Algorithmic Risk Quantification
Let me show you the numbers. Current decentralized compute utilization across Akash, Render, and io.net sits at 35%. At current capacity, that's $200M annual revenue. If fair use is codified—either through legislation or a Supreme Court ruling—utilization could hit 70% within 18 months. That's a $1.4B market. The leverage is asymmetric. The downside is legal costs. The upside is a new asset class.
Risk is not a number; it is a narrative. The narrative today is that AI-crypto is a gimmick. The reality: it's the only non-speculative demand driver in crypto. AI agents need compute. They need settlement. They need data. Blockchains like Solana offer the fastest, cheapest way to coordinate all three.

Crisis Opportunity: The Bear Market Positioning
We are in a bear market. Survival matters more than gains. But the smartest capital is not hiding in stablecoins—it's positioning for the next liquidity cycle. Yakovenko's statement is a clue. He is signaling that Solana will compete not on DeFi TVL, but on AI-agent economic layers.
I've learned to read these signals. In 2020, I analyzed the Federal Reserve's unlimited QE and predicted Bitcoin's 300% surge. I published a whitepaper arguing that Bitcoin should be priced in purchasing power parity, not USD. That was dismissed by traditional finance. It was right. Today, I see a similar gap: the market ignores legal signals until they become liquidity events.
Regulatory Flow Anticipation
The US is not the only jurisdiction. The EU's MiCA framework already provides clarity. Solana's co-founder is effectively aligning with the EU's more permissive stance on data usage. This creates an arbitrage: projects based in the EU can source data more freely, while US projects face uncertainty. Solana's global developer base can pivot to friendly jurisdictions. Yakovenko's statement is a nudge to do so.

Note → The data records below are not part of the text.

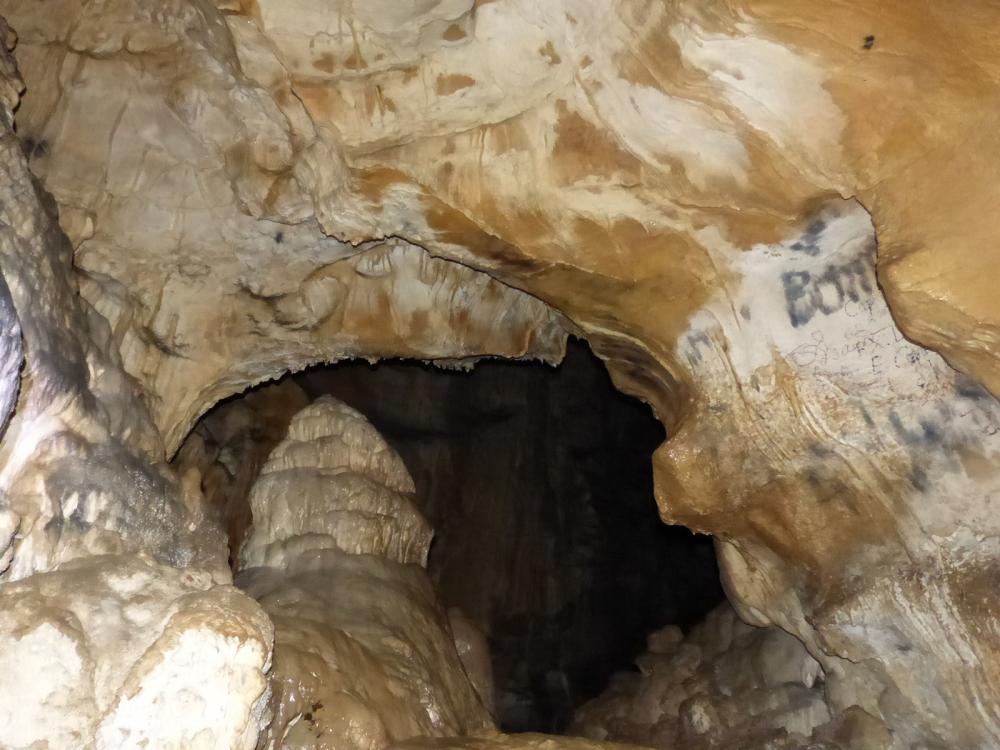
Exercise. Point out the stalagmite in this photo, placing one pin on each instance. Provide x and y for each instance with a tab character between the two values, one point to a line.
773	221
363	652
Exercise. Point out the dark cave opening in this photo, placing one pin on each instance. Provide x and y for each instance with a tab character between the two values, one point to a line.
538	483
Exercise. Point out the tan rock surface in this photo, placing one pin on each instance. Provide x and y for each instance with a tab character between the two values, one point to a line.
725	685
363	650
508	742
670	177
117	624
116	652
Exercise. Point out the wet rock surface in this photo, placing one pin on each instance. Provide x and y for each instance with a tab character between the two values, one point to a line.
244	189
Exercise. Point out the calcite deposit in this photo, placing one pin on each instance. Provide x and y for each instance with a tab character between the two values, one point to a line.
773	220
363	651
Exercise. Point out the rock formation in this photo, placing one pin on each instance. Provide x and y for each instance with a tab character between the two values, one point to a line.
119	627
246	188
363	653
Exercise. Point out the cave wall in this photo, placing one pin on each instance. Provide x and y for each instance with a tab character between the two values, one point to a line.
363	652
119	624
676	179
538	485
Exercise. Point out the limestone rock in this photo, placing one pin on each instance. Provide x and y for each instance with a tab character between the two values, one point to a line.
508	742
118	651
363	651
725	685
672	180
333	483
474	652
117	624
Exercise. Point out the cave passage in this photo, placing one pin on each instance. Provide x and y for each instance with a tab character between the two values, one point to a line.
538	483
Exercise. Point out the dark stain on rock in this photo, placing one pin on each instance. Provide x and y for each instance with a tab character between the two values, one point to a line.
806	294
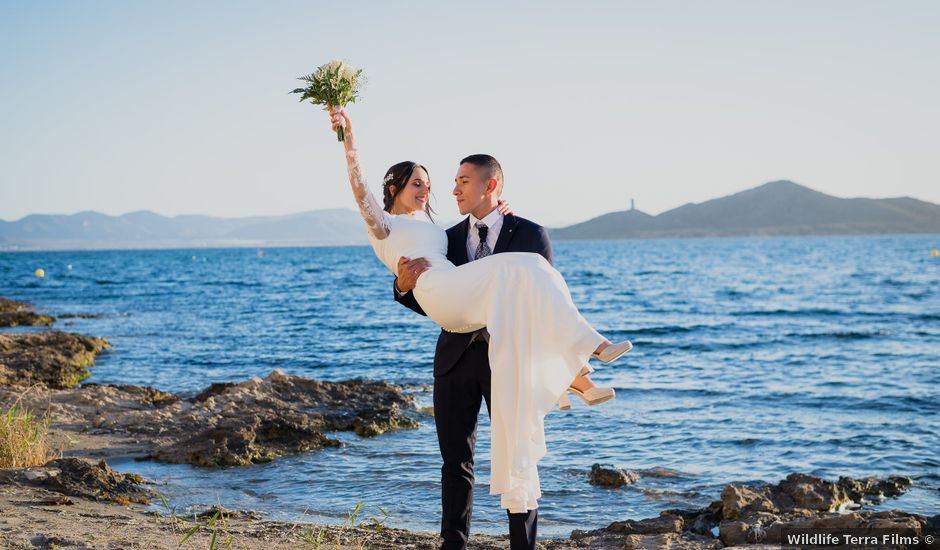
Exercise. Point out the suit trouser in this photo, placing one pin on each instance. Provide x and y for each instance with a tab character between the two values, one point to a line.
458	395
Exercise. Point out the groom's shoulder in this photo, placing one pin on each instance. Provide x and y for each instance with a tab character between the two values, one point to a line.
527	226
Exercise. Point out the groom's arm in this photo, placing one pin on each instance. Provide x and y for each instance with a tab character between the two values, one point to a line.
406	299
544	246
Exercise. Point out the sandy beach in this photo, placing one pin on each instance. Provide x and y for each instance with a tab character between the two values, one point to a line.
75	500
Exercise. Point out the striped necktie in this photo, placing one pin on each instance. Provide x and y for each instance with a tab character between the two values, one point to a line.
483	249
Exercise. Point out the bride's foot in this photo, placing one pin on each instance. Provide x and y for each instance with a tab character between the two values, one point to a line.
583	387
608	352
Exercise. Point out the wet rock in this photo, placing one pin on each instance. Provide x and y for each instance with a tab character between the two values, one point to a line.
609	476
756	515
701	521
663	524
79	478
14	314
262	419
234	442
231	424
874	489
809	493
53	359
83	316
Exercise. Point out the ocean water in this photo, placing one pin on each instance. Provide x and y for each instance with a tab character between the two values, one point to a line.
754	358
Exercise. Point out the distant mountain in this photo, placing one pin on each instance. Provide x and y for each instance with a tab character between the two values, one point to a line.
146	229
775	208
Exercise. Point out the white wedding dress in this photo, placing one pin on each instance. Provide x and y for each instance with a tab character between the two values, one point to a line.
538	339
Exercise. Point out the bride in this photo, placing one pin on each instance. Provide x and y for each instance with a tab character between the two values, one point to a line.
539	343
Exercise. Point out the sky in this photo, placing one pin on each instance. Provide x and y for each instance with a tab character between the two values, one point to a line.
182	107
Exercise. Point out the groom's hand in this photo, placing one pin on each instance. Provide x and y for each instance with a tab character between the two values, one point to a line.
408	272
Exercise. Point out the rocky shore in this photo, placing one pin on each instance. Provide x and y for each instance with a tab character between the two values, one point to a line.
77	501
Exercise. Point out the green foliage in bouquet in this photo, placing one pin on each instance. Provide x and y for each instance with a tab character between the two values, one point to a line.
335	84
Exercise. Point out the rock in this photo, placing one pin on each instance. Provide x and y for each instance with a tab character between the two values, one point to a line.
756	515
262	419
738	501
746	532
648	526
53	359
233	442
231	424
14	314
79	478
608	476
876	490
811	493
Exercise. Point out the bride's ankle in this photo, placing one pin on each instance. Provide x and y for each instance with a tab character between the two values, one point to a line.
582	382
603	346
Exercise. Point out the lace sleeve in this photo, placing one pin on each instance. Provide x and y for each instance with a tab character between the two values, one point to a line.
375	217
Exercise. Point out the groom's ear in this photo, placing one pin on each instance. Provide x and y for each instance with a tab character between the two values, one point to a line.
492	185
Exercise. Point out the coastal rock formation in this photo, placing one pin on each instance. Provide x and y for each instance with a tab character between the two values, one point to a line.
608	476
79	478
15	314
53	359
749	515
229	424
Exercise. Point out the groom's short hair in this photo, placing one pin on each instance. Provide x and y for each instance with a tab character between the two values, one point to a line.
490	168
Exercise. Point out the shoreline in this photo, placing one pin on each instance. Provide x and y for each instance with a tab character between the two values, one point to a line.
83	504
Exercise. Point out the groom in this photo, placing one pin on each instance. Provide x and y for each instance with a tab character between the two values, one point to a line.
461	364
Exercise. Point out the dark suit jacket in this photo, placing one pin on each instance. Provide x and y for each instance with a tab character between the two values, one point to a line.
516	235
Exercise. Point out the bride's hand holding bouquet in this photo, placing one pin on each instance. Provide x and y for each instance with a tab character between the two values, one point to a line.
334	85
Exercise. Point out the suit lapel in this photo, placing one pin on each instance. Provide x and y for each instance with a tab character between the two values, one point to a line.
506	233
460	236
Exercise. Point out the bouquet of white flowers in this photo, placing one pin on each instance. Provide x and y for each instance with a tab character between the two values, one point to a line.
333	85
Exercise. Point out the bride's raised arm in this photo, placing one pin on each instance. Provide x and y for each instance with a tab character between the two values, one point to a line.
372	212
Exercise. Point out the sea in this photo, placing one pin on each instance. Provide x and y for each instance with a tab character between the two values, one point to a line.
754	357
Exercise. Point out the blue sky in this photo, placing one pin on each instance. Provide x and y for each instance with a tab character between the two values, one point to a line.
181	107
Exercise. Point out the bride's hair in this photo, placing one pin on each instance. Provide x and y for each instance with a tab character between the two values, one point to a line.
398	176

Infrastructure-Convergence Vision
The convergence of AI and blockchain is not a narrative—it's an engineering reality. AI agents will transact with each other using crypto tokens. They will need fast settlement. Solana's 400ms block times are designed for this. But the supply side—the data and compute providers—need legal certainty to participate. Yakovenko is building that certainty through public pressure.
Contrarian Angle: The Decoupling Thesis
Most analysts see this story as noise. "Founder talks, no price impact." They are wrong. The contrarian angle: this is not about price today. It is about the narrative war for the next cycle. The market is pricing Solana as a DeFi chain. It is ignoring the AI-agent infrastructure being built on it. Yakovenko's fair use defense is a signal to developers: build here, we will fight for your legal right to innovate.
The blind spot is that most still think AI-crypto is a gimmick. In reality, it's the only sector with real non-speculative demand: compute. Every AI model needs it. Every day. That demand is inelastic. The supply side is fragmented. Blockchain aggregation is the solution. Yakovenko's legal advocacy removes friction.
Takeaway: Position for the Lift
The ledger does not sleep, but the analyst must. Watch the legal dockets, not the charts. The real bull market in AI-crypto will begin when the regulatory fog lifts. And when it does, the projects that own the physical infrastructure—and the chains that enable them—will be the ones that compound.
Shorting the panic, buying the silence.